With the Treasury Department drafting a new regulatory proposal, bank supervisors would not comment on Mr. Levitt's remarks. Nor would Treasury Under Secretary John D. Hawke Jr. tip his hand, saying only that "harmonizing" current bank exemptions with additional SEC oversight is "something that needs to be worked out."
Bank lobbyists, however, argue that securities firms offer many banklike products such as money market checking accounts and brokered deposits and are not subject to banking regulations such as the Truth-in-Savings Act. So far, lawmakers haven't proposed to bring these activities under the domain of bank regulators, they say.
"They think it's O.K. to stick it to the banks, but in no way, shape or form would they let banklike activities offered by the firm down the road come under bank regulation," said Kenneth A. Guenther, executive vice president of the Independent Bankers Association of America.
An equally contentious debate is being waged over regulation of bank insurance sales. Many bankers are wary that Congress will give state commissioners too much leeway, allowing states to bar banks from the business.
"There is not yet a consensus on the specifics of implementing functional regulation, particularly in the area of insurance," ABA president-elect William T. McConnell told the House Banking subcommittee.
Already, the ABA has asked Comptroller of the Currency Eugene A. Ludwig to preempt a Rhode Island law that bankers say blocks their entry into the insurance business.

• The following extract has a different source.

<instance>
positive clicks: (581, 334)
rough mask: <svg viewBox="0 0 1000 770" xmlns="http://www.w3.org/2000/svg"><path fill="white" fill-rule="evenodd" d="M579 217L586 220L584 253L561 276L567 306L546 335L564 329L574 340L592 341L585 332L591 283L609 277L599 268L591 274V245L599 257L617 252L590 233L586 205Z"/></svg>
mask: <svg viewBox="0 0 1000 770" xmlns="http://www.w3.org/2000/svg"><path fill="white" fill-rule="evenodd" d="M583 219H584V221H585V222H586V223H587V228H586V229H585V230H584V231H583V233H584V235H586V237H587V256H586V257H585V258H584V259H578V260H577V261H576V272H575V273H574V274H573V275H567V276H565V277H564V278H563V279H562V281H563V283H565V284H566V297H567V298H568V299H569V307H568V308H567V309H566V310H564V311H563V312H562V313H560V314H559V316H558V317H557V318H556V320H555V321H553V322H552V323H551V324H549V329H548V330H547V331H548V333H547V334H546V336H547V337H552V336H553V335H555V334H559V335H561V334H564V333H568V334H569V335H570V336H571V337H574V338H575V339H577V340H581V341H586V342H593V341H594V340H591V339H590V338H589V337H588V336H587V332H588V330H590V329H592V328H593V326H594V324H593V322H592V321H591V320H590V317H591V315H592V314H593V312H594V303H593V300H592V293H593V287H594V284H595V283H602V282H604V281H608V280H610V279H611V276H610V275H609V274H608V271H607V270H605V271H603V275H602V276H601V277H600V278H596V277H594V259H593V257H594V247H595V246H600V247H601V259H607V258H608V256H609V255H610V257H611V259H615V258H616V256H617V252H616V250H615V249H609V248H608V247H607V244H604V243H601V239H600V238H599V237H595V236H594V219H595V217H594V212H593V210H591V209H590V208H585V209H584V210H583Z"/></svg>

Bankers say the Rhode Island law, based on model legislation drafted by the Independent Insurance Agents of America, makes selling insurance too costly.
The law would bar most bank employees from selling insurance, requires insurance activities to be conducted in a "physically separate" part of the bank, and prohibits the use of nonpublic customer information in marketing the insurance products.

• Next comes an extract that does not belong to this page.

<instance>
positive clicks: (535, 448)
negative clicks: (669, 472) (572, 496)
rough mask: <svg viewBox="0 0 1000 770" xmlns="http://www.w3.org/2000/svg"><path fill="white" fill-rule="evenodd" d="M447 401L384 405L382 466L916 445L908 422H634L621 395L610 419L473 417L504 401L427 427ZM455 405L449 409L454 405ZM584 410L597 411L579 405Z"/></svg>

The insurance industry claims the restrictions are necessary to protect consumers from conflicts of interest. Mr. Yingling, however, called those arguments "a smoke screen to keep us out" of the insurance business.
With other states considering similar legislation, bank trade groups argue that federal regulators should have the power to override state rules governing bank insurance sales.
No way, said Roy C. Albertalli, vice president and general counsel for the Metropolitan Life Insurance Co. "If you wish to be in the business of selling insurance products, you should not object to playing by the same rules which govern all other sellers of insurance," he told lawmakers. "Certainly, we would not suggest that if an insurer acquires a bank or securities firm, those activities should be regulated by state insurance departments."
Mr. Hawke agreed. "We've been saying consistently, that bank insurance activity must be subject to state regulation on the same terms as others in the business," he said.
Bank regulators' say over insurance operations should be limited to bank safety and soundness, he said.
But even if the industry disputes can be solved, some observers say the hybrid nature of most new financial services products makes functional regulation impossible.
"Functional regulation sounds good in theory, but for it to work you have to be able to classify either the product being sold or the company doing the selling," said consultant Bert Ely, president of Ely & Co. in Alexandria, Va. Increasingly companies are creating products, such as variable annuities, that have characteristics of traditional banking, insurance, and securities.
"It's getting harder to make a nice, bright line distinction," he said.